The Frameworks are Coming

I read with great interest Kim Cameron’s most recent post about the Beta release of Zermatt, Microsoft’s new identity application development framework. It is a step towards the kind of programming framework that I have been talking about and working on with my colleagues at Oracle for a while now. So I am just a little bit jealous that Microsoft beat us to it. But at Oracle, we have a whole different set of challenges that we are dealing with.

Programming_FrameworkCoincidentally, the version we are developing internally is code-named IDx (According to Kim, Microsoft’s internal name for Zermatt used to be IDFX). The first version is being built as the underlying platform for Fusion Applications.

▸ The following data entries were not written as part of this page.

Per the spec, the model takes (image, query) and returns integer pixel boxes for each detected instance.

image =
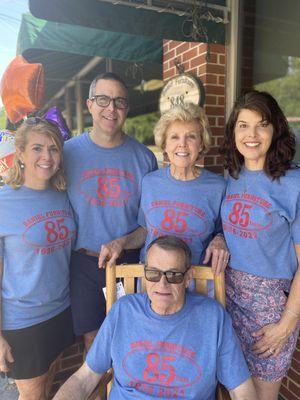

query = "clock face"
[159,74,204,114]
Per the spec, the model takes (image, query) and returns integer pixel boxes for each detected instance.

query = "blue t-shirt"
[138,167,225,264]
[221,168,300,280]
[64,133,157,252]
[0,186,75,330]
[86,293,250,400]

But my main job on this project is to make sure that it does not end up as an Oracle proprietary framework, and can become a true development platform on which anyone can build identity-enabled applications, running on top of any identity management provider (MS, Oracle, Sun, etc.).

That is a challenging task and requires a strong standard API to be built and undergo api testing, for an abstraction between the application and the identity management providers supporting it. One of my hopes for the Burton Groups Identity Services Working Group is that they will help us ratify what this standard interaction needs to be (of course, we are planning on contributing in a major way to the definition of these APIs, and have been working hard on some aspects of these as part of the IGF initiative). Hopefully, we can do the right thing, and justify Pamela’s optimism for the future.

Zermatt allows applications to incorporate a claims-based identity model for authentication and authorization. The claims-based model is one that I brought up in my talk at DIDW almost one year ago. Microsoft has published a whitepaper in conjunction with the Beta release, and I’ll be taking a look at it to learn and to contrast it with our approach. I’ll talk about my thoughts on Zermatt in the upcoming weeks.